Following further separate parole board hearings, both in June 2025, Simpson and Smith were granted early release from prison in June and July 2025 respectively after spending seven years behind bars.

==Life after injury==
===Fundraising===
In June 2020, aged five and inspired by Captain Tom Moore's NHS fundraising during the COVID-19 pandemic, Tony Hudgell set out to raise £500 for Evelina London Children's Hospital by walking 10 km on his prosthetic legs. The figure quickly topped £1 million, with the final amount raised totalling £1.7 million.

The Tony Hudgell Foundation aims to enhance the lives of children who have been affected by physical, emotional and psychological abuse.
In December 2025, the Foundation raised more than £120,000 to take families affected by abuse on a Christmas trip to Lapland.

===Honours and awards===
Hudgell received a Points of Light award in September 2020. At a Points of Light reception at 10 Downing Street on 9 August 2022, Hudgell was thanked by the UK Prime Minister Boris Johnson for his fundraising efforts, and for inspiring legal changes — 'Tony's Law' — to prevent future suffering.

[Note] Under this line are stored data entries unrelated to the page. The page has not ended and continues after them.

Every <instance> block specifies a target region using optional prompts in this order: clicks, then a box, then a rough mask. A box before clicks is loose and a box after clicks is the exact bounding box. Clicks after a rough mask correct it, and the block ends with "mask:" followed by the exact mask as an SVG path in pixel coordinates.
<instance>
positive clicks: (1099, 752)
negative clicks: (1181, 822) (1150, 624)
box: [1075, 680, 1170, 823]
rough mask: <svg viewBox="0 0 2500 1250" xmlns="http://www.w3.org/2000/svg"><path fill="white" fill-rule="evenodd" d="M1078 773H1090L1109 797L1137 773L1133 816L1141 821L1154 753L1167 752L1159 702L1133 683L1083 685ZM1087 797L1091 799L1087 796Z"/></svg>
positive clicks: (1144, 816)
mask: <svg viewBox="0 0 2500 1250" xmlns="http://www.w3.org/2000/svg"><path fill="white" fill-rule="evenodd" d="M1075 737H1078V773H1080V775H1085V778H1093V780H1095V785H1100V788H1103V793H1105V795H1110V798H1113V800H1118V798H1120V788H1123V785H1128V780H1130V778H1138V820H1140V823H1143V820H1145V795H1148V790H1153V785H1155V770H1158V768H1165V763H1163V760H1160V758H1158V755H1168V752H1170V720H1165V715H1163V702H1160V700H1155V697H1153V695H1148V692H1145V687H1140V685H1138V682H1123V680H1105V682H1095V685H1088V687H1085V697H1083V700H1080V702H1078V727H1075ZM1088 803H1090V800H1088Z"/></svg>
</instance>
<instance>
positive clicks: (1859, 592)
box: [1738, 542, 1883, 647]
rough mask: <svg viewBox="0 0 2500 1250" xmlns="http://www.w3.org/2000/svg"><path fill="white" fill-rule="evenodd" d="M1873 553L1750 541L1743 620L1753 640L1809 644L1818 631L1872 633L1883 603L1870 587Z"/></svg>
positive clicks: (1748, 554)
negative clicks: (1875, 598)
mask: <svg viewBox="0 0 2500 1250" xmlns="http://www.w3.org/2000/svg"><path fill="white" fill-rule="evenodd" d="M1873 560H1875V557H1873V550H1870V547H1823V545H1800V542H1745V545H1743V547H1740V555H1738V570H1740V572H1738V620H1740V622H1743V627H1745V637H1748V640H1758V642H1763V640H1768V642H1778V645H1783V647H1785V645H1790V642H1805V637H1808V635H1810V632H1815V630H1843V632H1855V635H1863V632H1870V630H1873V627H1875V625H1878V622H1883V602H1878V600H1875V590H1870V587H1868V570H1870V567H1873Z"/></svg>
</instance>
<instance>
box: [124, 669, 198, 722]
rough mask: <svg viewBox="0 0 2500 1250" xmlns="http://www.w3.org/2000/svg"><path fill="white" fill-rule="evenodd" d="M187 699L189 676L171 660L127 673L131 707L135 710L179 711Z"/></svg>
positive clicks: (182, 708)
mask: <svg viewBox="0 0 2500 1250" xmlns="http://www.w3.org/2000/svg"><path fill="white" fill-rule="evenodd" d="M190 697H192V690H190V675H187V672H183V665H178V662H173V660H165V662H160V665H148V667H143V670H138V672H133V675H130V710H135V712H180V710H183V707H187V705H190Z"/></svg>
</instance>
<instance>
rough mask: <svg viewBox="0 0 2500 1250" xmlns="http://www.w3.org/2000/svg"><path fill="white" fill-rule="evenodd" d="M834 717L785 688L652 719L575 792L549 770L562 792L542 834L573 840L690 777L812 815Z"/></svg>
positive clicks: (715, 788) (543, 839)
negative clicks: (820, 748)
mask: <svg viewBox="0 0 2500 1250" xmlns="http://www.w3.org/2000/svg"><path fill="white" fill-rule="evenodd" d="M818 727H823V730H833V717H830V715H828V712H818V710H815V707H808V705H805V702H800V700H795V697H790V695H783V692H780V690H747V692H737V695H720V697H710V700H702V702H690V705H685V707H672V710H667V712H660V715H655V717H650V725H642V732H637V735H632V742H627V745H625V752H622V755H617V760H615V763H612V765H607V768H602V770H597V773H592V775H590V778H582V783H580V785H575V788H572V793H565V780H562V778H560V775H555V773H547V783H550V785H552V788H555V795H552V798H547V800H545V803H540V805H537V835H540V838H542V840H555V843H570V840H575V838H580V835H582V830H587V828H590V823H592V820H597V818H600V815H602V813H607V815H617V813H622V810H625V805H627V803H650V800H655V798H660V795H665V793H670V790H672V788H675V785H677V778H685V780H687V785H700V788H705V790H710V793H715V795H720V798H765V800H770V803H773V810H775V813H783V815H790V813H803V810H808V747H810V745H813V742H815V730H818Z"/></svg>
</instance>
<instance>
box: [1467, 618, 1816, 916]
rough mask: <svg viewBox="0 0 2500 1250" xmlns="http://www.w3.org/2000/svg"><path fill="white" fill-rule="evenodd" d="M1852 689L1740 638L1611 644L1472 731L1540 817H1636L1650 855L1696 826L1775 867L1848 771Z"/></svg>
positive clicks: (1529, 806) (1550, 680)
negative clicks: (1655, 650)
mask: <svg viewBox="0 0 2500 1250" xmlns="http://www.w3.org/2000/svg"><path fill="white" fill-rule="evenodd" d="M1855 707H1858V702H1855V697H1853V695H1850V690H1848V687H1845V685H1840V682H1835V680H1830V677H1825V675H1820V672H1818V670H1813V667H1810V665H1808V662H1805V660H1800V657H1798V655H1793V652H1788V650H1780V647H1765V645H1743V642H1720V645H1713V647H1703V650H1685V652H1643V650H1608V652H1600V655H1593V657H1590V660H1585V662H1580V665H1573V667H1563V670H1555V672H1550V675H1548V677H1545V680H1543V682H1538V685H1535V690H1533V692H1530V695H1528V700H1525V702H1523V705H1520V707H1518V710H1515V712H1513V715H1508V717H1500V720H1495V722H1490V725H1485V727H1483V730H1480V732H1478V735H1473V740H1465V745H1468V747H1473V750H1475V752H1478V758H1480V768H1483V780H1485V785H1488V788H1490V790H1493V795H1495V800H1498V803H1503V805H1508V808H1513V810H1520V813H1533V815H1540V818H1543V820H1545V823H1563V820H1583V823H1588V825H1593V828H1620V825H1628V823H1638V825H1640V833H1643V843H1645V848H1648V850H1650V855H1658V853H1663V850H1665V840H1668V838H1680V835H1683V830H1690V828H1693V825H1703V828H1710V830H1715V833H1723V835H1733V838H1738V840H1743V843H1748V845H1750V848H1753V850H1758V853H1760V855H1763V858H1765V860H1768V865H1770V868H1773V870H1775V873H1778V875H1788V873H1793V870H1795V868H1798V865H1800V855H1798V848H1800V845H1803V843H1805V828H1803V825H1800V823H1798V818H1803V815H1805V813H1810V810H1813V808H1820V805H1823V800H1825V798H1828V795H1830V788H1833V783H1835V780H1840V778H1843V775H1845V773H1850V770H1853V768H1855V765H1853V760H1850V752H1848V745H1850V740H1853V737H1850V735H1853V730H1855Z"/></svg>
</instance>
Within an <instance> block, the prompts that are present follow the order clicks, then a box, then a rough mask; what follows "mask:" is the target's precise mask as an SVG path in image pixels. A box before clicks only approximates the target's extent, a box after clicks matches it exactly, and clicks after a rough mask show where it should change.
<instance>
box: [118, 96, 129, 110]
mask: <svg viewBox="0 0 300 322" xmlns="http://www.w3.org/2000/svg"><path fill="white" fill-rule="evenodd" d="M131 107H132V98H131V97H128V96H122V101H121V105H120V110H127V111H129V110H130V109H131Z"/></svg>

Hudgell was also presented with a Pride of Britain Award in November 2020, under the ‘Good Morning Britain Young Fundraiser’ category and received a British Citizen Youth Award at the House of Lords in October 2021.

Hudgell was awarded the British Empire Medal (BEM) in the 2024 New Year Honours for services to the prevention of child abuse. He is the youngest ever recipient of the medal. He was invited to a royal garden party in May 2024, but after being unable to attend due to a M20 traffic jam, received a fresh invitation from Buckingham Palace. He attended a private gathering with Queen Camilla in London on 26 June 2024, when he also received his BEM.

===Football===
In September 2020, Hudgell became the first-team mascot of Kings Hill FC. A supporter of Chelsea, he was presented with Chelsea UEFA Champions League tickets on his 7th birthday on the ITV breakfast show This Morning in October 2021, and he joined the English Lionheart squad, the Football Association's group of 23 everyday heroes – "inspirational individuals who went above and beyond during the nation’s fight against the COVID-19 pandemic".

==Legal impacts==
==='Tony's Law'===
In 2018, the Hudgells started a petition to campaign for tougher sentences for child cruelty and neglect, and their cause was taken up by their local MP for Tonbridge and Malling, Tom Tugendhat, who introduced a Child Cruelty (Sentences) Bill in the House of Commons in 2019. The Bill did not progress after the December 2019 United Kingdom general election, but in September 2020 Tugendhat urged its reintroduction and the government said it would hold further discussions.

'Tony's Law' was eventually enacted in the Police, Crime, Sentencing and Courts Act 2022 and introduced tougher sentencing powers, including potential life sentences, for child abusers in England and Wales. The maximum sentence for causing or allowing a child's death was increased from 14 years to life, while the maximum penalty for causing serious harm to a child was increased from 10 to 14 years.

===Child safety register===
In February 2026, the Hudgells' campaign for a new child safety register was set to succeed. Parents guilty of neglect will face similar monitoring to sex offenders following an amendment to the Crime and Policing Bill. The register will cover child neglect, child abuse, abandonment, female genital mutilation and infanticide. Registrants will need to inform police if they move house, change identity, travel abroad or live with children after serving their sentence.